This Tuesday (2), the amphitheater of the Faculty of Science and Technology of the Universidade Estadual Paulista (UNESP) hosts a talk by Professor William Schwartz, head of Smart Sense Laboratory, in the 7th Computer Science Week of Presidente Prudente. Closing the activities scheduled for the day, his talk will address the challenges of computer vision in video surveillance and biometrics.
Computer vision techniques applied to video surveillance and biometrics have been investigated for many years in order to develop intelligent and efficient surveillance systems for deployment on real-world environments. In this area, the main objective is to analyze the scene to recognize and understand suspicious human activities.
However, video surveillance and biometrics still face several challenges, such as the large amount and poor quality of the data, which leads to small and noisy visual patterns.
In his talk, Professor Schwartz discusses these major issues and presents ongoing research addressing these topics. About his participation in the event, he commented: “it is an opportunity to disseminate the work carried out at Sense and present students with research opportunities in the field of visual computing”.

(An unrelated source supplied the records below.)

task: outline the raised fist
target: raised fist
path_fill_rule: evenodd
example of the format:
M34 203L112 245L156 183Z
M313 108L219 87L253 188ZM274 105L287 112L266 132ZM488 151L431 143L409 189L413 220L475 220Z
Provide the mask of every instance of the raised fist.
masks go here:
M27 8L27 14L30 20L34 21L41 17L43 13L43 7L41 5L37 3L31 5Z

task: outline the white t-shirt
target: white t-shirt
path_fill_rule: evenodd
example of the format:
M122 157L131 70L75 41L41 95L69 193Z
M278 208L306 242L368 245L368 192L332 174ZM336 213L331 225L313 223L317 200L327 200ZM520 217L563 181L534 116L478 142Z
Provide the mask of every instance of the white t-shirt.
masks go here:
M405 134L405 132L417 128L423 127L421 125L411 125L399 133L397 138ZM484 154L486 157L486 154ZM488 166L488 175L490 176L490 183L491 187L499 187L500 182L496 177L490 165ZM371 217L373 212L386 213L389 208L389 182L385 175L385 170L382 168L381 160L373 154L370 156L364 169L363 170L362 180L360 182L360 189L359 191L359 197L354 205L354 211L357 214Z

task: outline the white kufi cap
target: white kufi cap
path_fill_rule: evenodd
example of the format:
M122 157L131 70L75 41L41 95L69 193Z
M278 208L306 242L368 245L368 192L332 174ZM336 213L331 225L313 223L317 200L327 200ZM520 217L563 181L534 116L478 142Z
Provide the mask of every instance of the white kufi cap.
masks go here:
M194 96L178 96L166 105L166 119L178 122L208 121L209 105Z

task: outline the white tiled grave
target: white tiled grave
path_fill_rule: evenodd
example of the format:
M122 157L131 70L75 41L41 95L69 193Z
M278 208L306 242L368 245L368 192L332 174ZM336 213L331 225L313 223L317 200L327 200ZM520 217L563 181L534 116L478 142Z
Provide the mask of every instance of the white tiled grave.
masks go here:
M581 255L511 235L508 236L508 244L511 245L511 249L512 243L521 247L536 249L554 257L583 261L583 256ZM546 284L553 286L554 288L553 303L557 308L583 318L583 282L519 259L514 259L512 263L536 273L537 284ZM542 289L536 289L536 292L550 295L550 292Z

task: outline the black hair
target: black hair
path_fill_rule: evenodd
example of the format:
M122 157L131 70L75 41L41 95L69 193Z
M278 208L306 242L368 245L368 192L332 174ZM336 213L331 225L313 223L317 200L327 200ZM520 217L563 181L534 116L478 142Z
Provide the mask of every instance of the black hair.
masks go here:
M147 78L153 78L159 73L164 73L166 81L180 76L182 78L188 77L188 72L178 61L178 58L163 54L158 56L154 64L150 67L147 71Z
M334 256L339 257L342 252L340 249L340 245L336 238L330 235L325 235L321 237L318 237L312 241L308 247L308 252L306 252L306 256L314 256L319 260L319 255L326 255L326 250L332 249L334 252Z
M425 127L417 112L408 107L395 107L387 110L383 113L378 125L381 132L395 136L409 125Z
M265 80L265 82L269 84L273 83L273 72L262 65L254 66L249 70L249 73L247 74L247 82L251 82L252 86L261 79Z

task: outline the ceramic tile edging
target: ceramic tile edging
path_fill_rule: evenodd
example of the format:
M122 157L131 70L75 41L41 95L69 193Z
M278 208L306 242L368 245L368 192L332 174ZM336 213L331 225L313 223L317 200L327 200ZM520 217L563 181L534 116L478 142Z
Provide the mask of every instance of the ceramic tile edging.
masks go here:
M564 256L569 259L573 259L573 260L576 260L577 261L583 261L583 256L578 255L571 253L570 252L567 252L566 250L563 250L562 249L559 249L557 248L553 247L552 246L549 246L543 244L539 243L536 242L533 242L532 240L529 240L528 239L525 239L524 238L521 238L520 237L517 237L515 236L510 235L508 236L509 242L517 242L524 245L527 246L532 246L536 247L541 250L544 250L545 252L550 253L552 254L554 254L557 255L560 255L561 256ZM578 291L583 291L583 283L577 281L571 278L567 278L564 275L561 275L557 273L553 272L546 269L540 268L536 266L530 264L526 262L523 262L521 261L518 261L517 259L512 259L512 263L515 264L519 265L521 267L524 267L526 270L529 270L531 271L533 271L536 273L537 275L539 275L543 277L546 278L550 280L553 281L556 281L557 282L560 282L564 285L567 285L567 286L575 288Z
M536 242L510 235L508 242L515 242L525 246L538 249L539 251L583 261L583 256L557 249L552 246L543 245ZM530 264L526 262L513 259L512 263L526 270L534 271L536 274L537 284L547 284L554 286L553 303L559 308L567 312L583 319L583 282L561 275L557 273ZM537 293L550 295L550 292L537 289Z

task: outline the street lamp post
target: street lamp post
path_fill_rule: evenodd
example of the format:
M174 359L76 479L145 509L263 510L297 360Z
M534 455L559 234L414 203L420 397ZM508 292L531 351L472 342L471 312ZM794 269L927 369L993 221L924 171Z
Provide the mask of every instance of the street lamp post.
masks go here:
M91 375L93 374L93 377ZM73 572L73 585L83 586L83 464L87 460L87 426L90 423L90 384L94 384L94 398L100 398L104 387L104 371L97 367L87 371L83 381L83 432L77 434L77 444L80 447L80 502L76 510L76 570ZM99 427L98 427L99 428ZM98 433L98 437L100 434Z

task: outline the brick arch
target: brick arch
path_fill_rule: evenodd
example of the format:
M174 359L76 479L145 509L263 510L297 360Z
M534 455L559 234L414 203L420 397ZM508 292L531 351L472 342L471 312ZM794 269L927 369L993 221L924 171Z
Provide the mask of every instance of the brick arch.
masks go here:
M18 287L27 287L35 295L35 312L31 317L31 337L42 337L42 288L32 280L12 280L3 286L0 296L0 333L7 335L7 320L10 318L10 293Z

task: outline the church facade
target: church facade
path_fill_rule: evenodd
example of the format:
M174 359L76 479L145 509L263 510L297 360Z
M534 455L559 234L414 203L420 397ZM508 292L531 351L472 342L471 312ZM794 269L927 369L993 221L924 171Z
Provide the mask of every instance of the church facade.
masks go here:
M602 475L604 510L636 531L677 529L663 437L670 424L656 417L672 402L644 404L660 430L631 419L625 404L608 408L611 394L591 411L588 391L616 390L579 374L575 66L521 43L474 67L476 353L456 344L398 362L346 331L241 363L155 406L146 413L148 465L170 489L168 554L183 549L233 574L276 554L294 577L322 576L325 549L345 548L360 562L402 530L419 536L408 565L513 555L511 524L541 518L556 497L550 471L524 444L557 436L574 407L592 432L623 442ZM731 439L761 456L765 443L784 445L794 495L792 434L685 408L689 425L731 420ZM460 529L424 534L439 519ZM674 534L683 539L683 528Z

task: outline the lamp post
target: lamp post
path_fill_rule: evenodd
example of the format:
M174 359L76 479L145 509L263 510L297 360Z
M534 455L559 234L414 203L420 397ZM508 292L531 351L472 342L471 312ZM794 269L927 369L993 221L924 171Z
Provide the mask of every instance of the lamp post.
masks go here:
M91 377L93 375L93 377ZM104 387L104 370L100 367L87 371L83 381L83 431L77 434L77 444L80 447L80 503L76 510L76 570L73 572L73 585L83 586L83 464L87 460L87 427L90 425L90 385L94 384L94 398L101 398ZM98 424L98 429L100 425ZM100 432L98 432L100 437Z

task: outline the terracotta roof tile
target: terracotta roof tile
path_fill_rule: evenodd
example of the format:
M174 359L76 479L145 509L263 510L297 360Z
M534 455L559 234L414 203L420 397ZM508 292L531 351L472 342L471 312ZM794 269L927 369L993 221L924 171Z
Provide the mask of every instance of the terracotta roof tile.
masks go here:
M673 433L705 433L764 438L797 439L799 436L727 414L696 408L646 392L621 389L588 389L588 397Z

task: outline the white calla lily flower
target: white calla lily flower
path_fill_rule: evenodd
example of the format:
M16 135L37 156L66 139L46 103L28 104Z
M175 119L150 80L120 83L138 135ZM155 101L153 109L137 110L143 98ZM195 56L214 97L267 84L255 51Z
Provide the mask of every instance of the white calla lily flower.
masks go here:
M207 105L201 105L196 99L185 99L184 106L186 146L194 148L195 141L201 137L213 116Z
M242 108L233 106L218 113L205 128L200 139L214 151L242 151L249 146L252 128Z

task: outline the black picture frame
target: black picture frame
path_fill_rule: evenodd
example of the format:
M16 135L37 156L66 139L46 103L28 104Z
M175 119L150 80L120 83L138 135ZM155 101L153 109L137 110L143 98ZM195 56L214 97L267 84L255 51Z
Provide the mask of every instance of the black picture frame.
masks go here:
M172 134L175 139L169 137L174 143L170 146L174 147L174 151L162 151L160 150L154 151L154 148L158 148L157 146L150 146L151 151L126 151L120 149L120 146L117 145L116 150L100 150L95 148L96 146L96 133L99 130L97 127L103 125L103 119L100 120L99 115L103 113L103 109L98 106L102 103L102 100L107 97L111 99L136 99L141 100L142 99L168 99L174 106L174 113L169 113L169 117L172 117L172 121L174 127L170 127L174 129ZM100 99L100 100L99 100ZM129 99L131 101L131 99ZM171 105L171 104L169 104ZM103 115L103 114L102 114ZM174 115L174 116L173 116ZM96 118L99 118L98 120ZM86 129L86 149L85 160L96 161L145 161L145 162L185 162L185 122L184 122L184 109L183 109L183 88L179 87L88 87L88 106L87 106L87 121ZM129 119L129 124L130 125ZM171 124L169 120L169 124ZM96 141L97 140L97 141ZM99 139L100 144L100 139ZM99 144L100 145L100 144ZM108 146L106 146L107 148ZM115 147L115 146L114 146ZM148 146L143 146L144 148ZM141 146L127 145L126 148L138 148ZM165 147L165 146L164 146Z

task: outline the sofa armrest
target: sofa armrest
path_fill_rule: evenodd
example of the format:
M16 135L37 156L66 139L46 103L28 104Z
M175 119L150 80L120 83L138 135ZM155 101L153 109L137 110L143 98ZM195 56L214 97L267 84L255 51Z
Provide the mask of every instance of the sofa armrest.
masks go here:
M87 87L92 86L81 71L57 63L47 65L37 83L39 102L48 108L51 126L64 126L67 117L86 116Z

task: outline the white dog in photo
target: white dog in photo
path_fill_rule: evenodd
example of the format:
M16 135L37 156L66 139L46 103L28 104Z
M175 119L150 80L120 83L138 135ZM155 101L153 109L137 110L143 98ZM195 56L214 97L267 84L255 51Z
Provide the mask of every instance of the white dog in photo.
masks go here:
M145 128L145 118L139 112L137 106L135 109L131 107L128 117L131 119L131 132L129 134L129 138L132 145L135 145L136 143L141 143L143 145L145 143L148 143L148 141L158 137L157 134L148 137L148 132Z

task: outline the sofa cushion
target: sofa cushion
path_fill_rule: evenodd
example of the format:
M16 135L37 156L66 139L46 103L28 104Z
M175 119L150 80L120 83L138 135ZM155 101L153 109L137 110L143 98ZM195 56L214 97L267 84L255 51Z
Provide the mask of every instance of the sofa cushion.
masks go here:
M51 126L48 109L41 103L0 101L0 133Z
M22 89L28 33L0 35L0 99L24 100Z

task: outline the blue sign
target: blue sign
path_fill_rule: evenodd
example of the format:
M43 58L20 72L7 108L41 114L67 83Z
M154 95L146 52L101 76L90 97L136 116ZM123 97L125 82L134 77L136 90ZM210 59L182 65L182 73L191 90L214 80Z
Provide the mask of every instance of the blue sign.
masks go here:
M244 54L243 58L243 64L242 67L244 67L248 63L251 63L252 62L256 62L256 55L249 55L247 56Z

Associate Professor at the Federal University of Minas Gerais, William Robson Schwartz holds a Ph.D. in Computer Science from the University of Maryland. In his trajectory as researcher, he investigated mainly computational vision and machine learning applied to video surveillance, forensic analysis and biometrics.
Schwartz is the coordinator of the Smart Sense Laboratory, which focuses on large-scale surveillance based on visual and sensory data. He advises several graduate students and has projects funded by agencies such as CAPES, CNPq and FAPEMIG, and companies such as Petrobras, Samsung, Hewlett-Packard and Maxtrack.
Started yesterday (1) and with activities planned until Friday (5), the program of the 7th Computer Science Week of Presidente Prudente (SECOMPP) includes discussions, mini-courses on topics such as HTML, CSS, Python, educational robotics and deep learning, and talks on computer vision and machine learning.